There are fears that existing parking spaces around their development will be used by staff and visitors and the development will also see the removal of shrubbery and garden ground cultivated by the owners.
Many of the younger residents in the Broomyhill Place flats have already sold up and moved on.
Planners had recommended planning permission for the care home with strict conditions attached. The plans had still drawn 28 objections.
Neighbours described losing garden ground, trees and shrubbery to tarmac and branded the plan “environmental vandalism.”
At the core of the dispute, the residents say the planners applied town centre parking rules to a site which is not town centre.
At the initial hearing it emerged there would only be 16 spaces provided for the home. Daytime staff cover at the home would between 20 and 25.
Councillors on the Development Management Committee highlighted the parking problems around St John's Hospital in Livingston where surrounding residential streets have long been choked with overspill parking.
The DMC agreed to stall a decision on the application by Colin Rhodes’s firm Inuos to build the new care home for two months to get clearer answers on parking plans.
A decision on the care home plans is expected when the committee re-convenes on Wednesday, 19 September.
At the initial meeting Mr Rhodes admitted he was “relaxed” about car parking issues, a phrase he later apologised for using.

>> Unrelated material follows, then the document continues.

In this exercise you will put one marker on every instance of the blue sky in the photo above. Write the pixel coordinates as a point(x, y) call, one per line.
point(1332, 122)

Questioning the planning assumptions that staff parking was allocated on the basis of one space per five staff, Councillor Willie Boyle told the initial hearing he had no issues with the principal of the care home but he added: “The idea of five staff members sharing one parking space appals me, quite frankly. ”
Since the initial hearing residents have complained to the council about the way in which the planning application, and their objections, were handled.